Alternator
Nov 04, 2007, 10:12 AM
Two questions here, one editing related and one gameplay related.
1) How many tiles in a prospective city's radius need to be "useless" (ocean, desert, mountains) before you consider a particular city placement to be not worth the hassle, given an otherwise decent city? How many before you would try to move one tile sideways and lose a benefit (resource, river, coast)?
2) How can I edit the minimum distance between cities?
KMadCandy
Nov 04, 2007, 10:41 AM
2) i don't know. you can settle two tiles away if the cities are on different land masses, so maybe you can tweak that somehow, but hopefully somebody who really knows will come along rather than me just stabbing in the dark.
even 1) is really variable for me. i love big happy healthy cities, more than i ought to. but i've calmed down about it somewhat, and now i realize that it's going to be quite a long time before a city has people working all 20 tiles. even when it hits 20 population they may not all be out working the fields, i might be running some as specialists by choice and not necessity. so i don't freak out about 3 or 4 any more, or even more. i really hate to see useless desert in my capital but sometimes i just sigh and take a couple junk tiles even in my capital just because it's really the best choice in the situation. in those cases i definitely have to take a deep breath first, and remind myself that i can always move my Palace later ;).

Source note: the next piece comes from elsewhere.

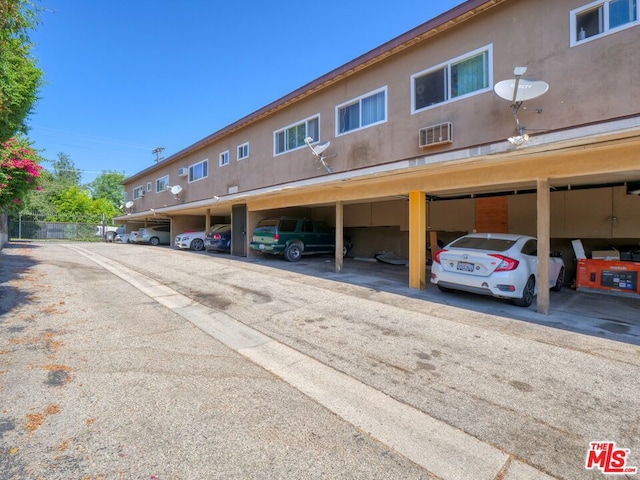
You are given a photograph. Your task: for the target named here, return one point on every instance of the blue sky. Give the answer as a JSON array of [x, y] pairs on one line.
[[126, 76]]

the purpose i have in mind for each city completely determines what makes it "decent". if it's there to block off land to let me backfill later, it can be pretty darn trashy. today i settled some 100% junky ones, but i was in the last 15ish turns of a domination win and i had plenty of food and hammers available due to corporations so it really didn't matter what tiles were near a city; it could be self-supporting even if all the tiles were peaks/deserts probably. expensive, but self-supporting for food/hammers.

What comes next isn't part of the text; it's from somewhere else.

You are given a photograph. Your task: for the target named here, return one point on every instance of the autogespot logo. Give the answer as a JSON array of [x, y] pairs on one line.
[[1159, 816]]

that's entirely different than 2000 BC when you have to worry about distance costs since you don't yet have ways to make money or keep your costs down, but you also have to get strategic resources or else. often i overlap a food tile in my first city on high difficulty levels. like pigs for example. keeps maintenance costs down, which are more painful, and i get use out of the improved tile all the time. then again i have the patience to swap around which city the tiles are assigned to, not everybody does.
i guess my main point, if i do have one, is: if you're trying to figure out what sort of city overlap works best for your style and/or how many wasted tiles you can afford, pay attention in a big-picture sense to how long it takes for you to use all the tiles in your city crosses. you might be surprised by how long those sub-par tiles really don't matter since you don't have the population for them anyway. then again, you might not be nearly as new as i'm assuming by typing that, and if so i apologize! somebody referred to me as "in teacher mode" earlier today and i suppose that's true. so no offense meant.
Belisar
Nov 04, 2007, 11:35 AM
2) will have to wait for a modding-expert.
1) greatly depends on the "benefit"
For example a fresh water bonus is small and can be compensated by a harbour, ozean tiles can be compensated by trade routes... and a ressource may justify a junk city whose sole purpose is to claim it (I want my Civ3 colonies back :mad: )
There is also a difference between completely usless tiles (desert, peak) and marginal tiles (ozeans), I don't count the tiles but rather the raw-potential of the future site.
InFlux5
Nov 04, 2007, 12:03 PM
In a recent game I founded a city that almost all desert, with one rice paddy and one oasis. The reason? Strategic location. It was purely to box in my neighbor. It also had an incense square, so it produced a small amount of commerce. The city cost me money, but was basically like a forward military base.
So the answer to (1) varies greatly depending on what you have in mind for the proposed city.